How Clinician Engagement Can Fuel EHR Implementation Success
Strong executive and clinician engagement in health IT design and EHR implementation helps mitigate clinician burnout, MEDITECH CEO says.
With 32 years of health IT experience under her belt, Michelle O’Connor, MEDITECH president and CEO, has found the secret sauce to EHR implementation success: clinician engagement.
A well-crafted EHR implementation project plan should engage physicians from the early stages of the health IT’s design to its eventual rollout, O’Connor told EHRIntelligence.
Insight from practicing physicians is extremely valuable, O’Connor noted, as it helps ensure that the EHR system is designed in a way that is beneficial to end-users.
While EHR systems aim to aid clinicians in providing streamlined care, research has revealed that the health IT can lead to clinician burnout. Usability issues may include burdensome EHR documentation processes, cluttered interfaces, or a high number of EHR alerts.
In effort to provide EHR products that mitigate these causes of clinician burnout, O’Connor explained that the health IT vendor has taken a user-centered design and implementation approach.
First, MEDITECH directly employs practicing physicians to work alongside health IT developers, analysts, and designers in the early development stages.
Health IT designers also round with physicians to understand what tools they may need, and when they might need them.
“We've learned that we have to understand what physicians do and how they do it,” O’Connor said.
This user-centered design approach allows MEDITECH to tailor the technology to different kinds of provider settings, she explained.
For instance, O’Connor noted that the vendor provides ambulatory physicians with several EHR access points to optimize their clinical workflow.
“For ambulatory physicians, we give them a tablet,” she said. “As they're walking into their office, they can see the patients that are ready to be seen.”
The health IT vendor also provides clinicians with a phone for remote EHR access, she added.

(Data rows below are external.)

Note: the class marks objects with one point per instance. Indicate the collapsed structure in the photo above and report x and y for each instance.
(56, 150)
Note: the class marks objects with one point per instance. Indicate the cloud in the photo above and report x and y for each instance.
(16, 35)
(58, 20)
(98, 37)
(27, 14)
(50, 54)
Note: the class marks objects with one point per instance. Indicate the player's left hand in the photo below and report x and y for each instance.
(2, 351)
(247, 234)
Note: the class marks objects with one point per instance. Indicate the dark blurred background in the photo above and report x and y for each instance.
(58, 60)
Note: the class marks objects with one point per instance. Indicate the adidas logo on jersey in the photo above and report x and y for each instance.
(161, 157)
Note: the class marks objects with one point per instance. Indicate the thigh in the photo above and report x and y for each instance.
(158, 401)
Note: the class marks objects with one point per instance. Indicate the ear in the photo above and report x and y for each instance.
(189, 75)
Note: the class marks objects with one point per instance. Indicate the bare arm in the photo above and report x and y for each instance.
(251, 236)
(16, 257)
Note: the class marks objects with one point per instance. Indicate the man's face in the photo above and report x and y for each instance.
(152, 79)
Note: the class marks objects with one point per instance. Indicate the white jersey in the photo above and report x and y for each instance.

The user-centered design approach also boosts EHR optimization, as designers and developers learn first-hand what kind of data physicians need and when they need to see it. This helps to ensure that providers’ screens are not flooded with information that is not relevant to their care decisions, O’Connor said.
With recent interoperability regulations set to expand provider access to patient health information, O’Connor explained that ensuring providers are not overwhelmed by the volume of data in their EHR workflows will be key.
“It's going to be very important for all of us long term to understand that more data is going to have to be filtered so that we don't get too much burnout for these physicians,” she noted. “We're all going to have to watch for the amount of data clinicians are going to be fed. You don't want to give them too much, but you don't want to give them too little.”
A new predictive analytics solution from MEDITECH, Surveillance, aims to reduce clinician burden by flagging actionable data points.
“As data is changing, we have toolkits that we can queue up a flag for a nurse or a physician of something that might be pending,” she said.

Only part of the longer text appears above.